I have sent a copy of this letter to the PALS, in the hope that they can direct me to an appropriate course of action to secure treatment for myself. Please understand that I appreciate the awkward situation the ongoing sickness of a colleague can present – I have been that colleague myself, more than once, when my condition worsened to the point that I could no longer work.

Yours sincerely,

J. Hill

Epilepsy Nurse

It’s days like today that I realise how lucky I am to be living where I do. I have access to an epilepsy nurse specialist who I see approximately every six weeks (I did get a little lost in the system recently and not see her fro some time, but mostly it is that often). When I was first diagnosed, I just accepted this access as normal, especially since there are so few neurologists nationally, (the waiting times can be over six months) and they can take the pressure off these consultants so well. But as it turns out, not everyone has access as good as mine, which I find quite ridiculous, given how common (and complicated) epilepsy is, and the necessity for freqent medical consultation that many with epilepsy need in order to balance medication and maintain control over seizures. For example, today my epilepsy nurse and I discussed lowering the amount of medication I am taking, to reduce any possible side effects (ironically enough, one of the potential side effects listed on some anti-epileptic drugs – AEDs, as they are often abbreviated to – is convulsions). If I had to wait for a neurologist to approve each and every change, I could be years doing this. Literally. I last saw my neurologist in November, and I am scheduled for my next appointment in, wait for it, April.

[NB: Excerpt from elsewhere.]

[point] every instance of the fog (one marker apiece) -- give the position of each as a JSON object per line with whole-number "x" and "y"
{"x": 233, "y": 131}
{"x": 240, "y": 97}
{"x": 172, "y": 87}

That’s a 17 month gap between my appointments, admittedly because my specific neurologist has apparently gone on long term sick leave, but still, the point stands. A medical professional once told me that here in the UK we have about 30% of the neurologists we really need, because the “speciality” is so vast and has so many different areas to cover. A typical neurologist can be called on to diagnose epilepsy, treat patients with brain tumors, those with persistant pain or migraines, parkinsons patients; anything involving the brain really, which is a huge area. Most tend to specialise somewhat in one particular area, which means that when you see a neurologist, you might not be seeing one who has much of an intrest in your condition. I know that my neurologist didn’t actually know all that much about epilepsy (for his profession at least, he still obviously knows enough to be competant).

I had another seizure today, too. Just before going in for my appointment as it happens, which was almost a good thing. It was still bad that I had a seizure (and rather annoying, too), but at least with my epilepsy nurse there, no one panicked and started calling ambulances or anything like that. I’m lucky in that I have never seriously injured myself during a seizure, although lots of people do. The worst I’ve ever done is a toss up between knocking my head rather hard and scratching my face enough to leave marks for a few hours. So for me, calling an ambulance just leads to a lot of fuss and bother, a cannula being plumbed into my arm, a needless trip to A&E, and then the hassle of trying to get home again when I come round enough to convince the nurses I’m actually fine. If you ever see someone having a fit, check to see if they have a medical bracelet or necklace. Unless a fit has been going on for more than five minutes, or they’ve stopped breathing, in most cases you don’t actually need to call for help. Just make sure they don’t hit their head and, if possible, put them in the recovery position. Oh, and never put anything in their mouth. Ever. You can’t swallow  your tongue during a fit, but you can choke on things that people put in your mouth.